Sur le terrain en gazon synthétique, divisé en trois parcelles pour l’occasion, plus de 200 mineurs étrangers isolés, ou Mena, répartis en équipes de huit joueurs, s’échauffent en se passant des ballons. Avant l’âge de 18 ans, ces jeunes ont quitté leur pays sans leur famille, à la recherche d’une vie meilleure. En Belgique, 2.744 nouveaux Mena ont été reconnus en 2023, selon l’Agence fédérale pour l’accueil des demandeurs d’asile Fedasil.
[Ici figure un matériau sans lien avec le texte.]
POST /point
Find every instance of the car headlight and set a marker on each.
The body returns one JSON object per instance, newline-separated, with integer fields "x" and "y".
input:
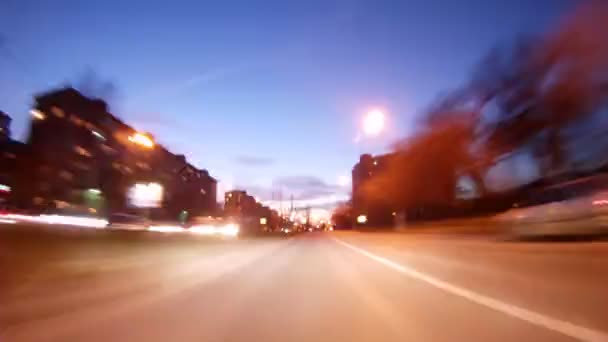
{"x": 231, "y": 229}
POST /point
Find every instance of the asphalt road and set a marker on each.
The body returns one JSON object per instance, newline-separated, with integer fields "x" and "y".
{"x": 108, "y": 286}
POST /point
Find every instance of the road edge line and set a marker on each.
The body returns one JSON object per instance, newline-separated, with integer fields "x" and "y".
{"x": 554, "y": 324}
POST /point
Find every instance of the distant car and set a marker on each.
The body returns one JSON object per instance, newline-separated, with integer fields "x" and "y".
{"x": 128, "y": 221}
{"x": 578, "y": 207}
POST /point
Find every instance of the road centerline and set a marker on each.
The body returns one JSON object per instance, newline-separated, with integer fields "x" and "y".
{"x": 554, "y": 324}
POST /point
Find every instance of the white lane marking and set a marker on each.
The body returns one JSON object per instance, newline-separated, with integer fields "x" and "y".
{"x": 563, "y": 327}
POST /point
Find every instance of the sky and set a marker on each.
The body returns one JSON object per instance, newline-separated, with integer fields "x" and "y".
{"x": 267, "y": 95}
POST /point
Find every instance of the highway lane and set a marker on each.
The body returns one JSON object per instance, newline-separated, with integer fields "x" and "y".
{"x": 323, "y": 287}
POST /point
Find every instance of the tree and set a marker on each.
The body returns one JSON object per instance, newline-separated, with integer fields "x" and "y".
{"x": 541, "y": 85}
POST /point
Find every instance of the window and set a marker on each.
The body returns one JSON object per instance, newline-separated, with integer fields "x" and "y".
{"x": 58, "y": 112}
{"x": 82, "y": 151}
{"x": 76, "y": 120}
{"x": 65, "y": 175}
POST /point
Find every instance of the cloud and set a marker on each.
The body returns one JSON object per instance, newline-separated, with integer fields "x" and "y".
{"x": 306, "y": 188}
{"x": 307, "y": 191}
{"x": 169, "y": 88}
{"x": 254, "y": 161}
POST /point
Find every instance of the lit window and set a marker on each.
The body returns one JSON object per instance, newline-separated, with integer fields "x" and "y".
{"x": 143, "y": 165}
{"x": 66, "y": 175}
{"x": 76, "y": 120}
{"x": 82, "y": 151}
{"x": 38, "y": 115}
{"x": 57, "y": 112}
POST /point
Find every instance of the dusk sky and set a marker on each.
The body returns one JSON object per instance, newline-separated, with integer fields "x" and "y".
{"x": 263, "y": 94}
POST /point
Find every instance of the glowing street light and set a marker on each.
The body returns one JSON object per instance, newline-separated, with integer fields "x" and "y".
{"x": 142, "y": 140}
{"x": 373, "y": 123}
{"x": 38, "y": 115}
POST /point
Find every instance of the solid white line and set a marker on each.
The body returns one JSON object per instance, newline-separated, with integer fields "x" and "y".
{"x": 563, "y": 327}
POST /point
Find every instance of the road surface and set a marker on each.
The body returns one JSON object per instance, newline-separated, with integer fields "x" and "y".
{"x": 102, "y": 286}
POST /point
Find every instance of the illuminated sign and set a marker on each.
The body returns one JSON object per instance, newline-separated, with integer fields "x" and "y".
{"x": 143, "y": 195}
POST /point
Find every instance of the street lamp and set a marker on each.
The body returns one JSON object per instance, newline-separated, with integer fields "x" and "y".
{"x": 38, "y": 115}
{"x": 141, "y": 140}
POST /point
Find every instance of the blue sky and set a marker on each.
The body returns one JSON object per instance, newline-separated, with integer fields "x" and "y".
{"x": 267, "y": 95}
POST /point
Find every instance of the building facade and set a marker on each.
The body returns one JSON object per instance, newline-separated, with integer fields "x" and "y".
{"x": 376, "y": 214}
{"x": 84, "y": 157}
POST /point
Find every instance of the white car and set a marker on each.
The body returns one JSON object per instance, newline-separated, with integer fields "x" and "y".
{"x": 128, "y": 222}
{"x": 578, "y": 207}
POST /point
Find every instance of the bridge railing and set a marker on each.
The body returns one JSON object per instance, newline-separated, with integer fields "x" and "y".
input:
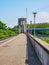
{"x": 41, "y": 48}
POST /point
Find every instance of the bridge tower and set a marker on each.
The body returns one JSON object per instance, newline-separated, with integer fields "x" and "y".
{"x": 22, "y": 25}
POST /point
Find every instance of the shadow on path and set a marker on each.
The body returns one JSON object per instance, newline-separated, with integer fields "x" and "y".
{"x": 31, "y": 57}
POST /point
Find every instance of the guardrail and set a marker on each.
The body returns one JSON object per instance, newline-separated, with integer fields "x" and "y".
{"x": 41, "y": 48}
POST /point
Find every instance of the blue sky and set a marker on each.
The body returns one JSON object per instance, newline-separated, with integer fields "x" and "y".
{"x": 11, "y": 10}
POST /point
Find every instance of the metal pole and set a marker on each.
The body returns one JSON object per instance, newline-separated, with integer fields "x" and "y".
{"x": 34, "y": 13}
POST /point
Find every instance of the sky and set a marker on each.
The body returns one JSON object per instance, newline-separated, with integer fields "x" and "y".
{"x": 11, "y": 10}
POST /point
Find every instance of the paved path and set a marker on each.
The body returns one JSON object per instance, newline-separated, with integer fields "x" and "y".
{"x": 18, "y": 51}
{"x": 13, "y": 53}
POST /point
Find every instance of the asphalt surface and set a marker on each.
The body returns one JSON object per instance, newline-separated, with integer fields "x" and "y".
{"x": 18, "y": 51}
Beaucoup d’entre eux jouent au football et sont ainsi accueillis par des clubs comme celui de Kraainem, qui mène depuis septembre 2015 l’initiative « Nous accueillons les jeunes réfugiés », dans le but de soutenir l’intégration des Mena en Belgique par le sport. Près de neuf ans plus tard, la pelouse du club accueille la septième édition du tournoi « Football & Liberté », permettant à quelque douze équipes masculines et sept équipes féminines du Mena depuis les centres d’accueil Fedasil et Croix-Rouge de toute la Belgique de disputer des matchs amicaux pour clôturer la compétition sportive. saison.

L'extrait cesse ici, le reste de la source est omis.